Buy /make a deck-over trailer?
Then just park that bitch right at your back door.
>>1006186
> Walnut-dancefloor-on-Grass
kek / do you have any idea whatsoever, how much that shit would cost_
t. former event rental guy
>>1006137
Just find something in the house thats not to code and leverage your landlord with it. If he wants to be a dick just burn the place down and watch insurance not pay when they find the problem. a totally appropriate response to not allowing a patio
>>1006137
Pallets man - chock 'em up on concrete-masonry-units or whatever - add boards in-between the top-boards to get a gap-free top-surface.

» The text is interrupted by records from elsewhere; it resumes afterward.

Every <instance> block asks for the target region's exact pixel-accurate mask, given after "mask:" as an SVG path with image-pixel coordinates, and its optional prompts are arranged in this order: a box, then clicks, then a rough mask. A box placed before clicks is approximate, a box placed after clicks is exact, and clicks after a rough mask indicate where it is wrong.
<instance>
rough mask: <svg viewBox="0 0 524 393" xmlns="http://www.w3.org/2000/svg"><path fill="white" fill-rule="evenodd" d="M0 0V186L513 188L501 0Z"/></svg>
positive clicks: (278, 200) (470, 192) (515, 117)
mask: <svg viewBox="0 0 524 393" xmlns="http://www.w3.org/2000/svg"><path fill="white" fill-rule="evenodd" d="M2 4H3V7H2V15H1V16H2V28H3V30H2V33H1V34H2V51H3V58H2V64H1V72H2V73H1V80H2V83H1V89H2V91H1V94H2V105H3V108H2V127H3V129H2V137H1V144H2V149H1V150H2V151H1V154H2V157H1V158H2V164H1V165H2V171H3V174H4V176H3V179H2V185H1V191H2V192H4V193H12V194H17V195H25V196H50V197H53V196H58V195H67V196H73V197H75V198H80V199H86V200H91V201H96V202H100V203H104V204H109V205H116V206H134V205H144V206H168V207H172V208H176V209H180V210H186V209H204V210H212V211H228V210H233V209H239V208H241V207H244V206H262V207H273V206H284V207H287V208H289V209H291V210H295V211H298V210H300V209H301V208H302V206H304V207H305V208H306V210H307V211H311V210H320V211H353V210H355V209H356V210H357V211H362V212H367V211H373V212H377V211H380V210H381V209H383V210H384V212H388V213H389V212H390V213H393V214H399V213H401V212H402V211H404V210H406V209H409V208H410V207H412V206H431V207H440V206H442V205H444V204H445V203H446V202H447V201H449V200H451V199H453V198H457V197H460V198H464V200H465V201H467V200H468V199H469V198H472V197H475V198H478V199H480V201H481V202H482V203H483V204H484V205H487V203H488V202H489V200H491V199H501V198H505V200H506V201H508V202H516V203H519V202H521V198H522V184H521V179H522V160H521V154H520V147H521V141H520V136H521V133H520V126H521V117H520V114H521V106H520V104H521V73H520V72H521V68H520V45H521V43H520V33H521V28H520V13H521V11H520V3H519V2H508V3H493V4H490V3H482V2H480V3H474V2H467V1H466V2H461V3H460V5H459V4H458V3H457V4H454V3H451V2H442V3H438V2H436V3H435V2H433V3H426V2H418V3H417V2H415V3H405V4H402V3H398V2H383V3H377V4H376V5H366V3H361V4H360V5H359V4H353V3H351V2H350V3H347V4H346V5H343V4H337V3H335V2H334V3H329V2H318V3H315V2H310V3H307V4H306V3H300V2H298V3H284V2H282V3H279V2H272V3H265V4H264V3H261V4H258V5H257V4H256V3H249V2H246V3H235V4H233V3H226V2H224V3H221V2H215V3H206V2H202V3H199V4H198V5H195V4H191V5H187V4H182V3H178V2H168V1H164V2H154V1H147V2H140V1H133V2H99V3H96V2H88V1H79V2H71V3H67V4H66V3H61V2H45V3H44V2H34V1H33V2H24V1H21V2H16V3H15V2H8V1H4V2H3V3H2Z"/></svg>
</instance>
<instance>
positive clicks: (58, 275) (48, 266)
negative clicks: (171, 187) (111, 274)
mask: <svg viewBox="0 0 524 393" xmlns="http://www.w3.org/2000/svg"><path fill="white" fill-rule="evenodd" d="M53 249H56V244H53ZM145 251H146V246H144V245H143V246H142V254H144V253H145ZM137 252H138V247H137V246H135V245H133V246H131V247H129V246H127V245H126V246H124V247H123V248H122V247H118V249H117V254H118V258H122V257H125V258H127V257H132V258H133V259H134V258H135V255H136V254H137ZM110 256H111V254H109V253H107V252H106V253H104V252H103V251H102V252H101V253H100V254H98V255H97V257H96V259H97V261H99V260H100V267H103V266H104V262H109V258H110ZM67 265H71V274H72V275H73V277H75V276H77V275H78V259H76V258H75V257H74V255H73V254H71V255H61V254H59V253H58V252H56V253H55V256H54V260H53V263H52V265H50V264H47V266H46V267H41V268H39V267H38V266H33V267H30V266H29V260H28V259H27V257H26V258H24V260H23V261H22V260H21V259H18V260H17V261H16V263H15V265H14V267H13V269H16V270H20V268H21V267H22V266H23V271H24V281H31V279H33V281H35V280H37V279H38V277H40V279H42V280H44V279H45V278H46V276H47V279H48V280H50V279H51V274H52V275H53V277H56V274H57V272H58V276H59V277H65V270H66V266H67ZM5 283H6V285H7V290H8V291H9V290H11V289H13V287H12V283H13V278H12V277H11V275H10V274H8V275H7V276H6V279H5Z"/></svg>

Before we got around to replacing it, my house used to have a shitty old paver patio that was sinking, tons of weeds/turf in the cracks and covering several pavers.
In the interim I went to the local big box and just bought a 12 x 12 piece of that green outdoor carpet astroturf stuff and unrolled it over the middle.
It will kill the grass under it. But it's cheap and not permanent (can roll it up and move it whenever).
Lay pallets end to end and call it a day. Be more selective before renting a shitty home.
Pour gravel, flatten it and rake rows like a weeb Zen "garden"
>>1006514
>Walnut-dancefloor-on-Grass
it's laminate tho
you really aren't going to find a cheap solution to this without building it in and your landlord won't allow that, so either get it out of your mind, or get cheap out of your mind
you might be able to build study floor like structures that interlock that are easily moveable but aren't cheap, or you can not do it, a bunch of pallets with a plywood top to be used as a floor would work, but wouldn't be easily moveable, since you are adding a lot more weight to them
i wish something existed that i could point you in that direction, but it doesn't without you welding up some kind of weird folding platform with a plywood top, like a portable stage, but that won't be cheap either
>>1007875
You could check out interlocking garage tiles. Cheap is relative if it's also reuseable/resellable.